Нежно улыбнувшись, предводитель бумаг поглаживал отдавшую ему свое тепло козу — два чернотропа, влекущиеся с плеч.

— Так я вытягивал детский вечер — все новыми никчемными занятиями, а чуть отстанешь — и тебя мгновенно перешвырнут в хмурое утро, тот скромный нуль-переход, телепортация, и уже надлежит вырваться из снов с их волшбой и могущественными друзьями и тащиться в школу советов. В окрики, плетки, равнения, пугачи…


Ну и путаное, причудливое местечко — этот перевал в горах, меж февралем смертного изнеможения — и мартом нетерпения, меж помраченным и непоправимым, распадок удушливее красильни и раскатист, как пересмешник рассвета, кто взрывает мой сон — проходящими стену, неутомимыми, ненасытными голосами, и велит спохватиться — пора всходить, и советует догадаться: но те беззаботные еще не ложились, это у меня — уже новый день, а салабоны продолжают вчерашнюю вечеринку — так пространны их дни, так неприкрыто длиннее моих, впрочем, мне воздастся — изобильный миг, где стоят внакладку, вслепую, наперехват и насмарку — вчера и сегодня… В этой горной седловине, на этой пересортице всё — скрещенье, сретенье, схождение идущих прочь — и пришедших, или случайное совпадение — лица точны, как вода и роса. Этот несмиренный надел так растушеван трассами сил и стремлений, раздвоенных и учетверенных попыток, полетом шампанских пробок и свадебных букетов, и раскручивающихся лент — киношных или кондукторских, будто из всех тюремных окон разом выставили сюда — решетки, и из кропотливых бухгалтерий и бодряцких проектных бюро вымели — вороха диаграмм, калькуляций, чертежей, планов — и прочую карикатуру, а то трапезные откатили валун всепожирающей ночи — и разом вытряхнули обглоданные косточки… и из всех алфавитов сгрузили изношенные буквы…

А по южной и северной диагоналям карабкаются приказы: гори-гори ясно, чтобы… и на одном холодке роскошно горит белобровая девушка Масленица — и плюется недокушанной кулебякой и рваными потрошками, а на другом припеке запалили — видно, все остальное…

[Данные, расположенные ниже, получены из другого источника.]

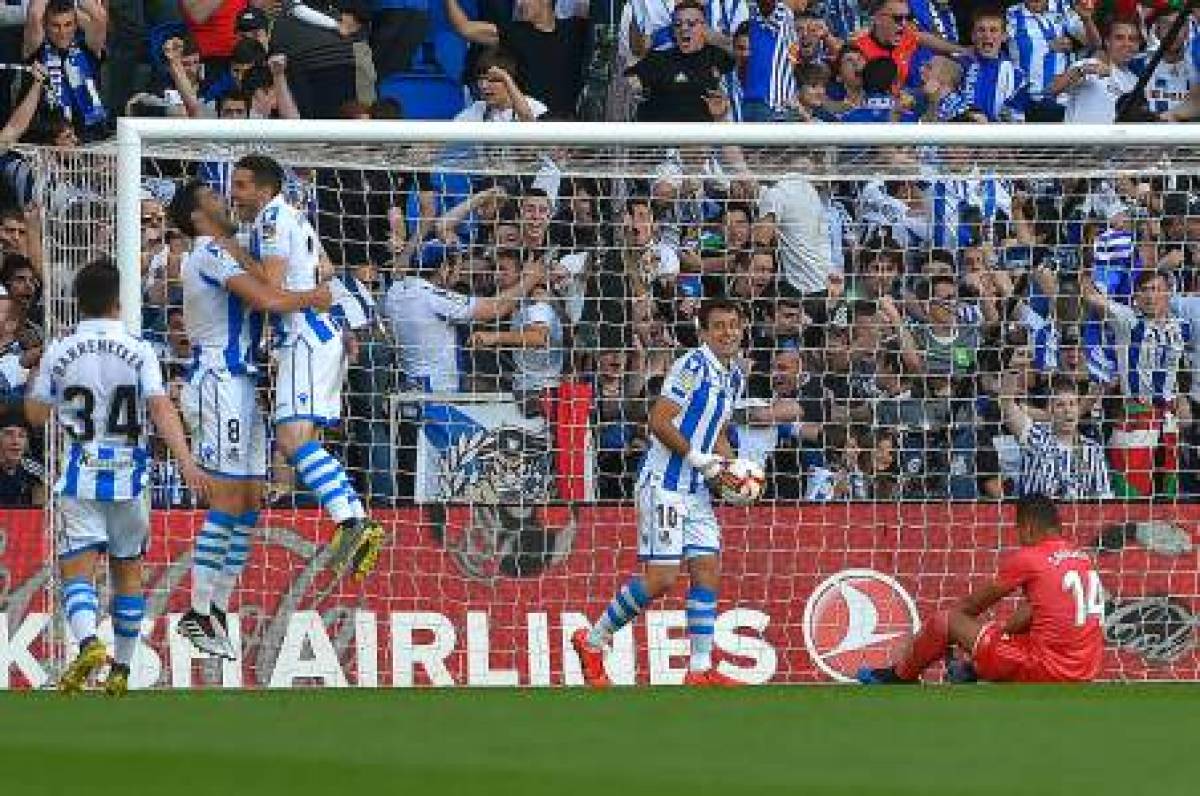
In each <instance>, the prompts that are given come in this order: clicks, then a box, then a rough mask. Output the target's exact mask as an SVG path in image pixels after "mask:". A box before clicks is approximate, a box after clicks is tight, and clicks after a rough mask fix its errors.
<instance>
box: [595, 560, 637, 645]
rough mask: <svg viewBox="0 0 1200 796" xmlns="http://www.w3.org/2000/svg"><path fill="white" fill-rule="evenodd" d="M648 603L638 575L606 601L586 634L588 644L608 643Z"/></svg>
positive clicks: (627, 623) (609, 641)
mask: <svg viewBox="0 0 1200 796" xmlns="http://www.w3.org/2000/svg"><path fill="white" fill-rule="evenodd" d="M649 604H650V598H649V595H648V594H647V593H646V586H644V583H642V581H641V579H640V577H635V579H634V580H631V581H629V582H628V583H625V585H624V586H622V587H620V591H619V592H617V595H616V597H613V598H612V602H611V603H608V608H606V609H605V611H604V614H601V615H600V618H599V620H598V621H596V623H595V624H594V626H592V632H590V633H589V634H588V644H589V645H592V647H593V648H596V650H599V648H601V647H605V646H607V645H608V642H610V641H611V640H612V636H613V635H614V634H616V633H617V632H618V630H620V629H622V628H623V627H625V626H626V624H629V623H630V622H632V621H634V620H635V618H637V615H638V614H641V612H642V611H644V610H646V606H647V605H649Z"/></svg>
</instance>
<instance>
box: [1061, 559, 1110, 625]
mask: <svg viewBox="0 0 1200 796" xmlns="http://www.w3.org/2000/svg"><path fill="white" fill-rule="evenodd" d="M1062 591H1064V592H1070V593H1072V595H1074V598H1075V627H1084V626H1085V624H1087V617H1088V616H1091V615H1093V614H1094V615H1096V616H1097V617H1098V618H1099V620H1102V621H1103V618H1104V589H1103V588H1102V587H1100V576H1099V575H1097V574H1096V570H1094V569H1088V570H1087V586H1086V587H1085V586H1084V576H1082V575H1081V574H1080V573H1079V571H1078V570H1075V569H1072V570H1069V571H1067V573H1064V574H1063V576H1062Z"/></svg>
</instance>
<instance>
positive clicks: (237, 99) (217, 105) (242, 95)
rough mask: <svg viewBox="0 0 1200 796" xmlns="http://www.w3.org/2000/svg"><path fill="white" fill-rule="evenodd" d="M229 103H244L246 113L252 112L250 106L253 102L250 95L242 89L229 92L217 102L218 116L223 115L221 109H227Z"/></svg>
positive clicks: (218, 98) (218, 99)
mask: <svg viewBox="0 0 1200 796" xmlns="http://www.w3.org/2000/svg"><path fill="white" fill-rule="evenodd" d="M229 102H242V103H245V104H246V112H247V113H248V112H250V106H251V103H253V100H252V98H251V96H250V95H248V94H246V92H245V91H242V90H240V89H234V90H233V91H227V92H224V94H223V95H221V97H220V98H218V100H217V114H218V115H220V114H221V109H222V108H224V107H226V104H228V103H229Z"/></svg>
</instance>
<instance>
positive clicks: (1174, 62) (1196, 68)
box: [1129, 11, 1200, 114]
mask: <svg viewBox="0 0 1200 796" xmlns="http://www.w3.org/2000/svg"><path fill="white" fill-rule="evenodd" d="M1177 16H1178V12H1175V11H1165V12H1163V13H1159V14H1158V16H1157V17H1154V24H1153V32H1154V38H1156V40H1157V43H1156V46H1154V47H1151V48H1147V49H1146V52H1144V53H1141V54H1139V55H1135V56H1134V59H1133V60H1132V61H1129V71H1130V72H1133V73H1134V74H1136V76H1138V77H1141V74H1142V72H1145V71H1146V67H1147V66H1148V65H1150V59H1151V58H1153V56H1154V53H1156V52H1157V49H1158V47H1160V46H1162V41H1163V40H1164V38H1165V37H1166V32H1168V31H1169V30H1170V29H1171V25H1174V24H1175V19H1176V17H1177ZM1196 54H1200V36H1198V35H1195V34H1194V32H1193V35H1192V36H1177V37H1176V38H1175V41H1172V42H1171V46H1170V47H1169V48H1168V49H1166V52H1165V53H1163V60H1162V61H1159V64H1158V66H1157V67H1156V68H1154V73H1153V74H1152V76H1151V78H1150V83H1147V84H1146V100H1147V101H1148V103H1150V110H1151V113H1158V114H1162V113H1168V112H1169V110H1172V109H1174V108H1175V107H1177V106H1178V104H1180V103H1181V102H1183V101H1184V100H1187V98H1188V94H1189V92H1190V91H1192V90H1193V89H1195V88H1198V86H1200V65H1198V62H1196V61H1195V60H1194V58H1193V56H1194V55H1196Z"/></svg>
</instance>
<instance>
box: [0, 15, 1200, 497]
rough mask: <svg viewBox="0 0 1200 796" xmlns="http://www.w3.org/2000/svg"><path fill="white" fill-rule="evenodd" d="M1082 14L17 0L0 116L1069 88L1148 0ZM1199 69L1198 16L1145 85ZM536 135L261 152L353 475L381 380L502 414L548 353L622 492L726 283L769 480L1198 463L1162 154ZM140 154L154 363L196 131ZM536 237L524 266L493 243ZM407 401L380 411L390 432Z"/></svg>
mask: <svg viewBox="0 0 1200 796" xmlns="http://www.w3.org/2000/svg"><path fill="white" fill-rule="evenodd" d="M1126 11H1128V10H1126ZM1116 12H1117V10H1116V8H1114V7H1111V6H1103V7H1097V4H1094V2H1093V0H1079V2H1076V4H1075V5H1073V6H1072V5H1069V4H1067V2H1064V1H1063V0H1025V1H1024V2H1018V4H1012V5H1009V6H1007V7H1003V6H992V5H984V4H980V2H941V1H940V0H912V1H907V0H875V1H874V2H870V4H868V2H863V4H859V2H858V1H857V0H828V1H827V2H823V4H808V2H805V1H804V0H790V1H787V2H781V1H769V0H758V1H749V0H710V1H709V2H707V4H704V2H697V1H696V0H680V1H679V2H676V4H673V5H672V4H671V2H658V4H655V2H652V1H649V0H631V1H630V2H628V4H624V5H620V4H611V5H610V4H592V5H590V6H589V5H588V4H581V2H572V1H571V0H560V1H558V2H552V1H551V0H527V1H524V2H518V4H511V2H505V1H504V0H488V1H486V2H485V1H482V0H481V1H480V2H478V4H468V2H461V1H460V0H444V5H443V2H442V0H372V1H370V2H355V4H349V2H334V4H324V2H308V4H305V2H290V1H288V0H284V1H283V2H280V0H251V1H250V2H248V4H247V2H246V1H245V0H181V2H180V4H179V6H178V7H176V6H174V5H173V4H143V2H138V1H136V0H108V2H103V1H102V0H79V1H78V2H74V1H73V0H71V1H68V0H29V1H28V2H26V4H22V5H20V6H19V13H18V6H12V5H10V6H8V12H7V14H8V16H7V17H5V18H4V20H2V22H4V24H5V25H6V26H5V28H0V31H2V35H0V48H2V49H4V55H2V58H0V60H2V61H5V62H7V64H10V65H18V64H26V65H29V66H28V67H25V68H20V70H18V68H10V70H7V71H5V72H4V76H6V77H8V78H11V79H10V80H8V85H7V86H6V89H7V95H8V97H10V103H8V104H10V107H11V113H10V116H8V120H7V122H6V124H5V126H4V128H2V130H0V138H2V139H4V142H5V144H6V145H8V146H12V145H14V144H16V143H17V142H25V143H38V144H44V145H48V146H58V148H73V146H80V145H89V144H92V143H95V142H102V140H103V139H106V138H107V137H109V136H110V134H112V132H113V128H114V120H115V118H116V116H118V115H120V114H130V115H166V116H178V118H181V119H182V118H239V119H240V118H283V119H307V118H344V119H361V120H371V119H404V118H456V119H463V120H482V121H509V122H535V121H536V120H539V119H541V120H551V119H554V120H566V119H587V120H629V119H636V120H641V121H649V122H655V121H710V122H714V124H718V122H720V124H726V122H738V121H787V122H812V124H821V122H830V121H846V122H895V124H910V122H920V121H958V122H968V124H1022V122H1024V124H1034V122H1056V124H1074V122H1102V124H1103V122H1112V121H1114V120H1115V119H1116V106H1117V101H1118V98H1120V96H1121V95H1122V94H1123V92H1126V91H1128V90H1129V89H1132V88H1133V86H1134V83H1135V82H1136V79H1138V74H1140V73H1141V72H1142V71H1144V70H1145V68H1146V67H1147V61H1148V59H1150V56H1151V54H1152V53H1153V52H1154V50H1156V48H1157V47H1158V46H1159V42H1160V41H1162V40H1163V38H1164V37H1166V34H1168V31H1169V29H1170V28H1171V25H1172V24H1174V23H1175V20H1176V17H1177V14H1178V13H1180V12H1178V11H1175V10H1172V8H1170V7H1153V8H1150V7H1140V8H1135V10H1134V16H1132V17H1122V16H1116ZM448 86H449V88H448ZM1198 90H1200V17H1196V18H1194V19H1189V20H1186V26H1184V29H1183V35H1182V36H1180V37H1178V38H1176V40H1175V41H1174V42H1172V43H1171V44H1170V47H1169V48H1168V50H1166V53H1165V55H1164V58H1163V60H1162V62H1160V64H1159V65H1158V66H1157V68H1156V70H1154V72H1153V74H1152V77H1151V79H1150V82H1148V85H1147V89H1146V96H1147V101H1148V108H1147V110H1148V113H1151V114H1156V118H1157V119H1159V120H1160V121H1164V122H1168V121H1186V120H1189V119H1192V118H1193V116H1194V115H1198V114H1200V104H1198V103H1196V97H1198V96H1200V95H1196V91H1198ZM439 91H442V94H440V95H439ZM446 91H449V94H448V95H446ZM443 95H446V96H449V98H446V96H443ZM439 96H442V98H443V100H445V101H439V100H437V97H439ZM1033 134H1034V136H1036V133H1033ZM922 156H923V155H920V154H919V152H918V154H912V152H910V154H904V152H901V154H898V155H896V157H898V158H901V160H902V158H905V157H911V158H917V157H922ZM570 158H571V152H569V151H565V150H564V151H556V152H550V154H547V155H546V157H545V158H544V160H545V164H544V167H542V168H540V169H538V170H536V172H530V173H528V174H524V175H522V176H512V178H503V179H498V178H494V176H488V178H479V176H476V178H473V179H472V178H467V176H463V175H461V174H458V175H451V174H444V173H438V172H437V169H430V170H420V172H416V173H407V172H406V173H396V172H385V170H378V169H373V168H356V167H350V166H347V167H346V168H336V169H332V168H322V169H316V170H313V169H298V170H296V172H294V174H293V178H294V179H293V180H290V182H292V184H290V185H289V194H290V196H293V197H294V198H295V201H296V202H299V203H302V204H305V207H307V208H308V209H310V210H311V213H312V217H313V221H314V223H316V225H317V229H318V232H319V233H320V237H322V240H323V243H324V245H325V249H326V255H328V256H329V258H330V261H331V263H332V265H334V267H336V269H337V271H338V274H340V280H341V282H342V285H343V286H344V288H346V289H344V292H343V293H344V294H343V295H342V300H341V301H340V307H341V313H342V317H343V318H344V319H346V322H347V327H348V329H353V331H349V333H348V334H349V335H350V339H352V340H353V342H352V345H350V361H352V365H350V373H349V379H350V381H349V383H350V389H349V393H350V399H349V401H348V406H347V414H346V417H347V423H346V425H344V427H343V430H342V431H341V433H342V435H343V442H344V444H346V451H347V461H348V465H349V467H350V469H352V471H354V472H355V473H356V475H358V477H359V479H360V481H361V484H360V485H361V486H362V489H364V493H366V495H368V496H371V498H372V499H373V501H376V502H380V503H388V502H392V501H403V499H410V498H412V495H413V490H414V484H413V472H414V469H415V465H414V461H415V459H414V457H415V448H414V445H413V444H412V441H413V438H414V437H413V436H412V435H409V436H406V432H404V431H401V437H400V438H401V442H402V444H400V445H398V450H397V447H396V444H395V438H394V435H392V427H391V423H392V419H394V407H392V406H391V403H390V396H391V395H394V394H396V393H400V394H403V395H409V396H412V395H413V394H416V393H420V391H426V393H433V394H439V395H440V394H445V393H460V391H469V393H509V391H511V393H512V395H514V397H515V400H516V403H517V406H520V407H521V412H522V413H524V414H526V415H530V417H536V415H539V414H540V413H544V412H545V406H546V405H545V401H544V400H542V397H544V396H545V395H546V394H547V393H554V391H556V390H560V389H562V388H563V385H564V384H568V383H570V384H586V385H588V388H589V390H588V393H589V395H590V417H592V425H593V429H594V448H595V457H596V484H595V487H596V495H598V497H601V498H622V499H626V498H629V497H630V496H631V491H632V483H634V478H635V475H636V468H637V461H638V459H640V456H641V453H642V451H643V449H644V447H646V430H644V418H646V412H647V406H648V400H650V399H653V396H654V395H656V391H658V387H659V384H660V382H661V379H662V377H664V375H665V373H666V370H667V369H668V367H670V365H671V363H672V360H673V358H674V355H676V354H677V353H678V351H679V349H680V348H683V347H690V346H695V345H696V331H695V324H694V317H695V313H696V311H697V309H698V305H700V303H701V301H702V300H703V299H704V298H707V297H715V295H730V297H734V298H737V299H739V300H740V301H742V303H743V306H744V307H745V310H746V316H748V317H746V321H748V331H746V367H748V369H749V371H750V389H749V395H748V399H746V401H745V403H744V406H742V407H740V409H739V413H738V417H737V425H736V429H734V431H736V435H737V438H738V448H739V450H740V451H742V454H743V455H746V456H749V457H754V459H758V460H761V461H764V462H767V463H768V475H769V479H768V496H769V497H773V498H778V499H809V501H828V499H887V501H892V499H979V498H1000V497H1002V496H1004V495H1010V493H1014V492H1048V493H1051V495H1055V496H1057V497H1067V498H1108V497H1151V496H1159V497H1162V496H1170V497H1181V498H1186V497H1194V496H1196V495H1200V478H1198V474H1200V461H1198V453H1196V445H1198V437H1200V431H1198V430H1200V423H1198V421H1200V412H1198V411H1196V409H1198V405H1196V401H1200V373H1198V372H1196V371H1195V370H1194V369H1196V367H1200V352H1198V351H1196V349H1195V348H1196V346H1200V336H1194V335H1193V330H1192V325H1193V323H1200V298H1193V295H1192V294H1193V292H1194V291H1196V289H1200V285H1198V271H1196V269H1198V268H1200V186H1196V185H1195V184H1194V181H1193V180H1190V179H1188V178H1186V176H1182V175H1181V176H1176V178H1162V176H1153V178H1140V176H1135V175H1120V176H1112V178H1109V179H1099V178H1096V179H1082V178H1079V179H1076V178H1070V179H1067V178H1061V179H1056V178H1051V176H1044V178H1039V179H1000V178H992V176H986V175H983V176H978V178H976V179H962V178H958V176H940V175H938V174H937V168H936V167H937V163H936V162H934V163H923V164H916V163H908V166H912V168H911V169H910V170H911V172H912V173H913V174H917V173H918V172H922V173H923V176H920V178H917V176H913V178H912V179H895V180H892V179H889V180H878V179H871V178H869V176H864V178H854V179H850V176H848V175H847V178H846V179H844V180H816V179H811V178H806V176H803V175H800V172H804V170H805V168H806V167H810V166H811V164H812V163H811V161H806V160H803V158H800V160H798V161H797V162H796V163H793V164H792V168H791V170H793V172H794V173H785V174H784V175H782V176H779V178H772V179H769V180H768V179H762V175H758V178H755V179H751V178H749V176H748V175H746V174H744V173H740V172H739V170H738V168H737V166H736V163H731V162H730V158H728V157H707V156H702V157H697V156H696V154H695V152H689V151H680V150H670V149H666V150H664V151H662V155H661V160H660V162H658V163H656V166H654V168H653V176H650V178H648V179H616V178H607V176H589V178H581V176H571V175H569V174H571V168H570ZM733 160H736V158H733ZM899 166H901V167H904V166H905V163H904V162H900V163H899ZM918 166H919V168H918ZM157 168H158V169H160V170H158V176H157V178H155V179H150V180H148V182H146V190H145V194H144V198H143V203H142V227H143V268H144V280H143V283H144V299H145V313H144V316H145V318H144V319H145V327H146V329H148V334H152V335H156V336H157V340H158V342H160V345H161V347H162V352H163V360H164V363H167V367H168V370H169V373H168V376H169V377H170V378H172V381H173V382H174V383H175V384H176V385H178V384H180V383H181V381H182V379H185V378H186V377H187V367H188V363H190V361H191V347H190V345H188V341H187V337H186V329H185V327H184V321H182V312H181V310H180V309H179V305H180V286H179V268H180V264H181V262H182V258H184V256H185V253H186V251H187V245H188V244H187V240H186V239H185V238H184V237H182V234H181V233H180V232H179V231H176V229H172V228H170V227H169V226H168V223H167V221H166V214H164V205H166V204H167V203H168V202H169V198H170V192H172V190H173V186H174V185H176V184H178V180H179V179H180V178H181V176H182V175H184V174H182V172H184V170H188V172H194V173H196V174H198V175H199V176H200V178H202V179H204V180H205V181H208V182H210V184H211V185H214V186H215V187H217V188H220V190H222V191H227V190H228V181H229V164H228V163H226V162H203V163H199V164H198V166H197V167H192V166H186V167H184V166H180V164H179V163H158V164H157ZM899 170H900V172H904V168H900V169H899ZM36 178H37V175H36V174H32V173H31V166H30V161H28V160H26V158H24V157H23V155H22V154H20V152H19V151H17V150H11V151H10V152H8V154H7V155H5V156H4V160H2V162H0V204H2V209H0V249H2V251H4V262H2V267H0V285H2V286H4V288H5V291H6V293H7V299H6V300H4V301H0V307H4V316H2V323H0V335H2V336H4V337H5V342H4V346H2V348H0V351H2V352H4V354H2V355H0V389H2V390H4V394H5V395H6V396H8V397H13V396H19V394H20V393H22V389H23V387H24V383H25V379H26V378H28V375H29V369H30V367H32V366H35V365H36V361H37V357H38V355H40V352H41V346H42V342H43V340H42V333H41V328H42V324H41V315H40V313H41V312H42V303H41V299H40V292H38V282H40V279H41V276H42V269H43V264H42V246H41V240H40V231H41V216H40V214H41V213H42V210H41V208H40V207H38V205H37V203H36V202H34V198H35V187H34V186H35V184H36ZM533 261H540V262H541V263H542V264H544V265H545V267H546V270H547V273H548V274H550V276H551V279H550V280H548V282H547V283H545V285H535V283H530V282H529V281H527V280H523V279H522V271H523V269H524V268H526V265H527V264H528V263H530V262H533ZM1198 331H1200V330H1198ZM5 423H7V424H10V425H5V426H4V427H2V429H0V502H5V501H10V499H11V501H12V502H23V501H35V499H38V496H40V495H41V491H42V486H41V481H40V465H36V463H35V462H38V461H40V455H38V454H37V450H36V447H37V445H36V443H37V441H36V439H35V441H34V442H35V450H34V451H32V453H31V451H30V450H29V447H30V433H29V430H28V429H25V427H24V426H23V425H22V424H20V423H19V418H17V419H11V420H6V421H5ZM420 423H421V420H420V418H419V414H415V415H414V414H406V413H403V412H401V413H400V424H401V425H402V426H404V429H407V430H408V431H412V430H413V429H415V427H416V426H418V425H419V424H420ZM547 433H548V435H551V436H552V431H547ZM154 480H155V485H156V489H155V501H156V503H157V504H158V505H181V504H186V503H187V501H188V497H187V495H186V491H185V490H184V489H182V486H181V483H180V480H179V478H178V474H174V473H173V472H172V466H170V463H169V462H168V461H166V460H163V461H160V462H158V463H157V465H156V469H155V475H154ZM10 496H12V497H10ZM551 497H553V495H552V496H551Z"/></svg>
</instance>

Каждый раз, едва я завижу на плечах у дальних холмов — ковчег весны, так и замру: какую нам вынесут нынче? Та ли это весна, расчесавшая предместья — на белую и синюю магию: молочные переулки, большой приемный день врачующих, поваров, облаков, наковальни переправ и ультрамариновый зоосад: прохождение ланей — велосипедов и самокатов, и голубых пожарных лестниц — в небо, и серебряных ромбов, обегающих — двор, общак трех домов, и шнурованного в лоскутный сумрак мяча, и бутылочного тополя с папиросными цветками «Первое Мая» — и догоняющую спины и седла маленькую хромоножку в стеклянных бусах, которые, как больная повязка, метят сползти на туфлю с двойной подошвой, а три дома, как приболевшие теннисом, поворачивают лазурные окна — за большим шлемом, пущенным с линии первой зари — к черте пречистых третьей и пятой — и вспять?